The policies implemented in the Fascist era to increase productivity in the primary sector were also unsuccessful: in particular, the agrarian policy pursued by Mussolini deeply damaged certain areas of the south. In fact, production focused mainly on wheat (battle for wheat) at the expense of more specialized and profitable crops that were widespread in the more fertile and developed southern areas. As for industry, it experienced during the "black twenty-year period" a long period of stagnation in the south, which is also noticeable in terms of employment. In the late 1930s, Fascism gave a new impetus to its economic efforts in the south and in Sicily, but this was an initiative aimed at increasing the meager consensus the regime enjoyed in the south and at popularizing in the south the world war that would soon engulf Italy.[5]

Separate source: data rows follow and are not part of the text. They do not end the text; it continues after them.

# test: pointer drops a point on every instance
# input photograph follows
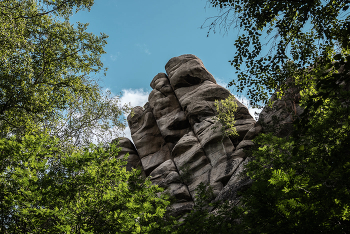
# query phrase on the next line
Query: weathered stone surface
(193, 164)
(127, 146)
(210, 137)
(187, 71)
(178, 209)
(179, 139)
(253, 132)
(170, 118)
(244, 144)
(147, 138)
(238, 182)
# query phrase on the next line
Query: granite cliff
(177, 138)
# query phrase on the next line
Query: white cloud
(252, 111)
(143, 48)
(127, 133)
(221, 82)
(133, 97)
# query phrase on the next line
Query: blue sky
(144, 35)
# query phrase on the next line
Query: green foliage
(225, 113)
(51, 179)
(305, 33)
(209, 216)
(44, 189)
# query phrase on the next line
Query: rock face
(178, 141)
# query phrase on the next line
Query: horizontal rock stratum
(178, 140)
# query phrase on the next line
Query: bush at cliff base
(46, 190)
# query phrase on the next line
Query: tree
(45, 63)
(300, 182)
(43, 189)
(306, 33)
(50, 181)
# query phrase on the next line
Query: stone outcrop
(178, 139)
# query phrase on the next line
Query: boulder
(148, 140)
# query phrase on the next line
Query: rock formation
(178, 138)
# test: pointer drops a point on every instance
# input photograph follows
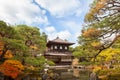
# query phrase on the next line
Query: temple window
(61, 47)
(55, 47)
(66, 48)
(51, 47)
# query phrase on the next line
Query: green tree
(102, 30)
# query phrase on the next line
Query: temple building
(58, 51)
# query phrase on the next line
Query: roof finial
(57, 37)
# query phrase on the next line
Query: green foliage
(102, 30)
(25, 42)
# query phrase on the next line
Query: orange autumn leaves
(11, 68)
(1, 47)
(99, 4)
(91, 32)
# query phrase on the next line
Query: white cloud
(60, 8)
(64, 34)
(21, 12)
(50, 29)
(72, 26)
(53, 33)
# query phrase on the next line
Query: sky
(57, 18)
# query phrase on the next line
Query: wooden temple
(58, 51)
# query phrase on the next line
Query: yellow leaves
(11, 68)
(95, 44)
(96, 68)
(34, 47)
(15, 63)
(1, 46)
(91, 32)
(110, 54)
(8, 54)
(96, 9)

The southern question remains unresolved to this day for a number of economic reasons. Even after the Second World War, the development gap between the centre and the north could never be closed, because between 1971 (the first year for which data are available) and 2017, the Italian state invested, on average per inhabitant, much more in the centre-north than in the south, making the gap not only unbridgeable but, on the contrary, accentuating it.[6][7] According to the Eurispes: Results of the Italy 2020 report, if one were to consider the share of total public expenditure that the south should have received each year as a percentage of its population, it turns out that, in total, from 2000 to 2017, the corresponding sum deducted from it amounts to more than 840 billion euros net (an average of about 46 billion euros per year).[7]

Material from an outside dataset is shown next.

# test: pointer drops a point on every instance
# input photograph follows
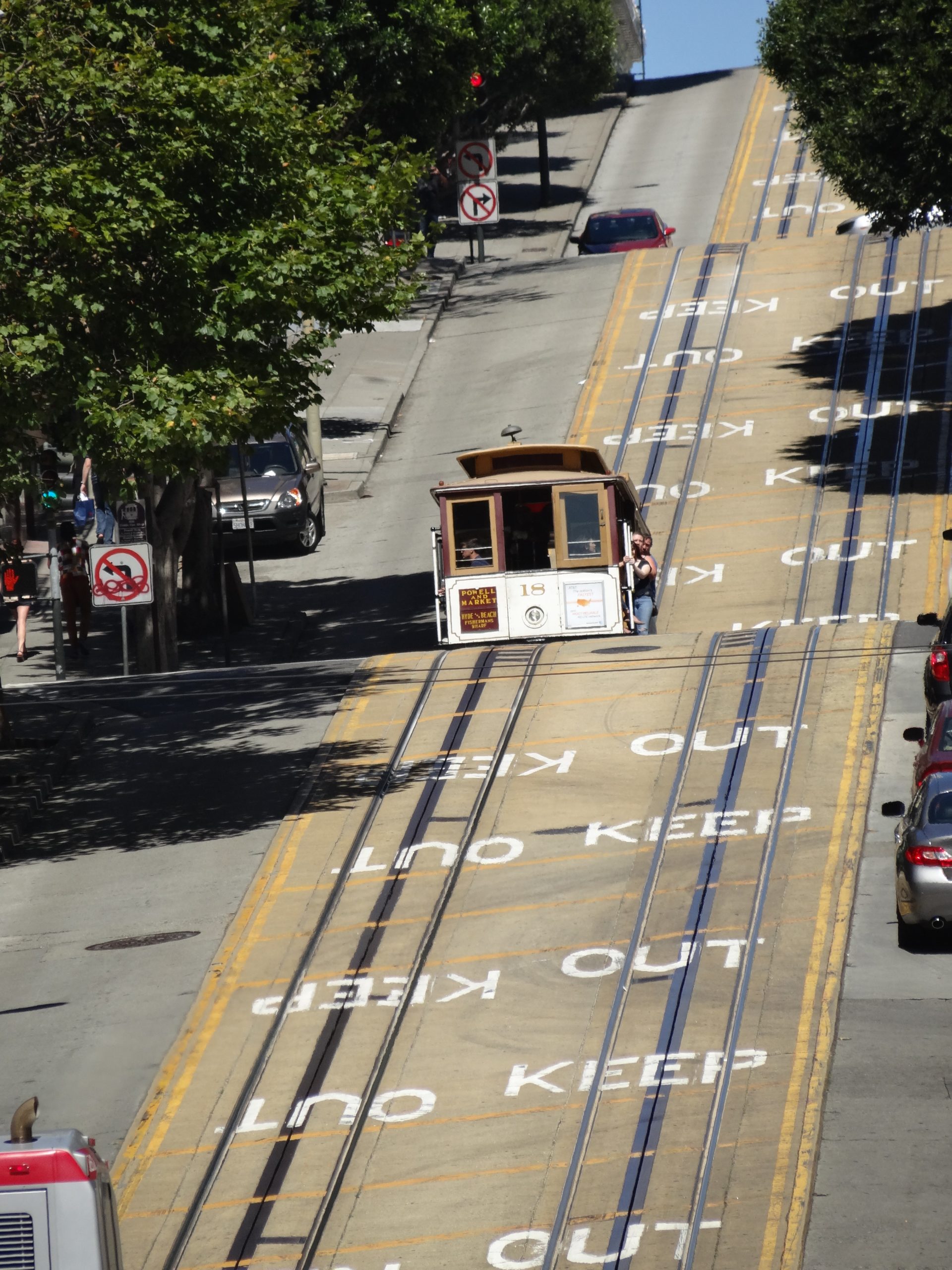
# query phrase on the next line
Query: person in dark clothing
(428, 191)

  1. ^ Francesco Barbagallo writes in Mezzogiorno e questione meridionale (1860–1960): "The history of the southern question is the history of the South within the Italian state and of the reflection on the particular kind of relationship realized between the South and the state, between different economic structures and social classes. The southern question thus emerges at the time of unification as a problem of the South within the Italian state, as a particular form of southern expansion linked to the unitary model of capitalist development set in motion in the decades after 1860."
  2. ^ Romano, Salvatore Francesco (1945). Storia della questione meridionale. Edizioni Pantea. p. 42. [ISBN unspecified]
  3. ^ IZA - Institute for the Study of Labor, "the industrialisation process being concentrated mainly in the North western regions" [1].
  4. ^ Giustino Fortunato, Il Mezzogiorno e lo stato italiano, Vol. II.
  5. ^ Rosario Villari, p. 521.
  6. ^ Guido Pescosolido (2007). "Questione del Mezzogiorno". treccani.it. Enciclopedia Italiana - VII Appendice.
  7. ^ a b "Eurispes: risultati del rapporto Italia 2020". eurispes.eu. 30 January 2020.